The study finds that the scenario with a high share of renewable energy in the power mix will be the most affordable and sustainable way to meet electricity demand over the next decade. This scenario will also help reduce carbon emissions by 5M tonnes by 2032, and save $84 million dollars when compared to a low renewable energy deployment scenario.
The most competitive power expansion plan outlined in the report combines almost 3 GW of new wind and solar capacity, together with 1 GW of flexible gas projects, 205 MW of energy storage capacity and 50 MW of new hydropower capacity. It also plans for 1 GW of baseload gas projects to be built from 2022 to 2032, including the 450 MW Temane gas power plant expected for delivery in 2024.
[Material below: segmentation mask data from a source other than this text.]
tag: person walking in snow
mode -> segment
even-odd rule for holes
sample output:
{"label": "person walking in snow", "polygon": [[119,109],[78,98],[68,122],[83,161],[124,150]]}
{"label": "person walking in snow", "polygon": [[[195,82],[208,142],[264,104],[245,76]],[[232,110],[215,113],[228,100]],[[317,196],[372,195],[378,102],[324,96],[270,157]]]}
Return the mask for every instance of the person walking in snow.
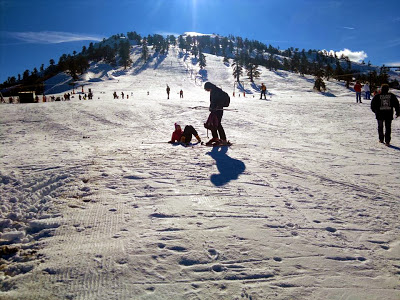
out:
{"label": "person walking in snow", "polygon": [[179,97],[183,98],[183,91],[182,90],[179,92]]}
{"label": "person walking in snow", "polygon": [[[389,85],[383,84],[381,93],[372,98],[371,110],[378,120],[379,142],[385,142],[386,146],[390,146],[393,108],[396,110],[396,118],[398,118],[400,116],[399,100],[394,94],[389,93]],[[383,133],[383,127],[386,129],[385,133]]]}
{"label": "person walking in snow", "polygon": [[261,83],[261,95],[260,95],[260,99],[262,99],[262,96],[264,95],[264,99],[267,100],[267,87],[264,85],[264,83]]}
{"label": "person walking in snow", "polygon": [[364,85],[364,92],[365,92],[365,99],[366,100],[371,100],[371,90],[369,88],[368,82]]}
{"label": "person walking in snow", "polygon": [[221,97],[223,97],[223,93],[225,92],[216,85],[212,84],[211,82],[206,82],[204,84],[204,89],[207,92],[210,92],[210,108],[209,108],[209,111],[211,112],[210,115],[214,114],[218,120],[218,126],[216,128],[210,129],[212,134],[212,139],[209,140],[206,143],[206,145],[214,145],[215,143],[220,145],[227,145],[228,141],[226,140],[225,130],[221,124],[224,110],[220,101]]}
{"label": "person walking in snow", "polygon": [[181,126],[178,123],[175,123],[175,131],[172,133],[171,140],[168,143],[173,144],[175,142],[180,142],[187,146],[189,145],[193,136],[199,143],[201,143],[199,134],[192,125],[186,125],[185,129],[182,131]]}
{"label": "person walking in snow", "polygon": [[362,103],[361,102],[361,88],[362,88],[362,85],[357,80],[356,84],[354,85],[354,91],[356,92],[356,101],[357,101],[357,103],[358,103],[358,101],[360,101],[360,103]]}
{"label": "person walking in snow", "polygon": [[171,91],[171,89],[169,88],[169,86],[168,86],[168,84],[167,84],[167,96],[168,96],[168,99],[169,99],[169,92]]}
“The advanced power system modelling techniques used in this study show, without the shadow of a doubt, that maximising low-cost renewable energy, while building flexibility into the power system with energy storage and grid balancing engines, is the soundest, cheapest and cleanest power strategy available to Mozambique right now.”, concluded Kenneth Engblom, Vice President, Africa § Europe, Wärtsilä Energy.